Reserves Growth and Remaining Reserves
As shown in Figure 7,
current estimates place the world's total (proved+probable) annual discovery of
oil and condensates at approximately 10 billion barrels. With global production approximating 25
billion barrels per year, annual production exceeds discoveries by a
significant margin. In short, there is
a global "oil deficit" of approximately 15 billion barrels per year. The gas deficit is almost nil, at 5 Tcf per
year.
Figure 7

Remaining
reserves can be expected to remain constant if annual reserves growth for oil
is 1 percent, equating to additions of 16 billion barrels per year. If, however, reserve growth is half smaller
at 0.5 percent annually (8 billion barrels per year)--then the "oil
deficit" will translate into a reduction in "remaining
reserves", by approximately 10 billion barrels per year.
This "oil
deficit" cannot be sustained indefinitely. If production continues to exceed discoveries, global oil production
is certain to begin falling, reflecting the increasing scarcity of global oil
reserves. This development can be
expected to affect global oil supplies sooner rather than later. As shown in Figures 3-6, a study of the
major U.S. oil fields and the world's giant oil fields suggests an aggregate
annual field "growth rate" of only 0.5 percent. This estimate will continue to decline as
the world's largest oil fields enter into the advanced stages of maturity.
Conclusion
The exclusive
use of the “proved” reserves classification in the U.S. and the three western
Canadian provinces provides a poor—misleading—inventory of reserves in
discovered fields while simultaneously preventing industry analysts from making
a thorough assessment of undiscovered resources. To further aggravate matters, simply adding estimates for proved
field reserves together to arrive at an estimate for a country increases the
underestimation problem. The resulting
“reserve” growth gives a false image of what is really happening. At the same time, the size and volume of new
discoveries of conventional reserves are decreasing. While technology has enhanced the production of conventional
reserves, it has had little impact on ultimate reserve values.10
Outside North
America and the Russian Federation, the use of “proved plus probable”
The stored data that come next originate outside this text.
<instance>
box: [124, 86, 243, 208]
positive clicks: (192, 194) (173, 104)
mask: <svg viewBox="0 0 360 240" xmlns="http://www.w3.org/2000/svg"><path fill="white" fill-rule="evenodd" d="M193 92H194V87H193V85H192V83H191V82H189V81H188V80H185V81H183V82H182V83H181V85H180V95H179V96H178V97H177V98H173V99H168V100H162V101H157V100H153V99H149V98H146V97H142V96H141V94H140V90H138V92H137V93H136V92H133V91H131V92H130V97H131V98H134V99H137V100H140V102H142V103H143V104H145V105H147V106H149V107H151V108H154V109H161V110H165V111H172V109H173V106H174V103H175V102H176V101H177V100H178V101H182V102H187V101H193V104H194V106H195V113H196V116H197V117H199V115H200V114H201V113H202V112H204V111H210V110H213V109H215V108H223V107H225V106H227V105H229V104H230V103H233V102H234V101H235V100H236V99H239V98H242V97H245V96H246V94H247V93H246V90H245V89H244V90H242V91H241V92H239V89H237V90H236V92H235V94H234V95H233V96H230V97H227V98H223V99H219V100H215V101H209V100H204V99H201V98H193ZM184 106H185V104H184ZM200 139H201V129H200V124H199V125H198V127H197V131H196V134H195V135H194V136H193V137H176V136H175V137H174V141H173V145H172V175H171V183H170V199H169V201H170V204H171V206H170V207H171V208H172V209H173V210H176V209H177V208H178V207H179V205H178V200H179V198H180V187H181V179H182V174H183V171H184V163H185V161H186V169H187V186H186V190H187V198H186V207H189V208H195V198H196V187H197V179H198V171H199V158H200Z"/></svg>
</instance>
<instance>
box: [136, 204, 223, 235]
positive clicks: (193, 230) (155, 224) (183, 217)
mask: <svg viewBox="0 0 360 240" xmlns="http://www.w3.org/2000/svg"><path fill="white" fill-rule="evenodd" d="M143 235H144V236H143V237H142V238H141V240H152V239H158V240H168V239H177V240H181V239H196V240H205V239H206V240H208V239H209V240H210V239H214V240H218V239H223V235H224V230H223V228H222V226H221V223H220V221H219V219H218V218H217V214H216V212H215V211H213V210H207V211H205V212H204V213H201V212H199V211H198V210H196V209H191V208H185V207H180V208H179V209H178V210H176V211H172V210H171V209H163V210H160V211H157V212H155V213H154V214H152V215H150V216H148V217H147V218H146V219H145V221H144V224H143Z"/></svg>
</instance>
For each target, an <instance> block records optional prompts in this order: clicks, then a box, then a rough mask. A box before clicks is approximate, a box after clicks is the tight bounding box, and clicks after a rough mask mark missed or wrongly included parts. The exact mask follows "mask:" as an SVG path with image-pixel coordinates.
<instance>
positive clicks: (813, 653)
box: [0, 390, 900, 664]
reserves—not surprisingly—leads to lesser reserves growth. Perpetual reserves growth is good for
company image and equity values.
As a result, a
sound inventory of the world’s discoveries has yet to be produced and
published. A study using mean
(expected) reserve values would almost certainly point to a coming oil crisis,
and higher oil prices. Oil prices are
mainly political, and much depends on Saudi Arabia, but for many the notion of
reserve growth is the same as saying that “a bird in the hand is worth two in
the bush”.
Acknowledgement
Thanks to
Petroconsultants for allowing use of their data.
1In contrast,
reserves for Newfoundland and the MacKenzie-Beaufort basins are based on
probabilistic calculations.
2Gaffney, Cline
& Associates, “Nonstandard Reserves Estimates Lead to Resource
Underestimation”, Oil and Gas Journal, March 2, 1998.
3“The uncertainty of
estimating growth hydrocarbon reserves”, June 1994. [need more info.]
4Grace, John D.,
“U.S. Resource Estimates Give Insights to Key Oil, Gas Plays”, Oil and Gas
Journal, March 31, 1998.
5SPE/WPC, 1997.
6Capen, E.C., “A Consistent
Probabilistic Approach”, SPE Reservoir Engineering, February 1996, 11(1).
7Ross J., “Non standard
reserves estimates lead to resource underestimation”; Oil & Gas Journal,
March 2, 1998.
8Oil and Gas Journal,
November 30, 1998, pp. 77-78.
9Khalimov, E.M.,
“Classification of Oil Reserves and Resources in the Former Soviet Union”, AAPG
77(9), September 1993, p. 1,636.
10In the case of
non-conventional reserves, new technology can have a major impact, however.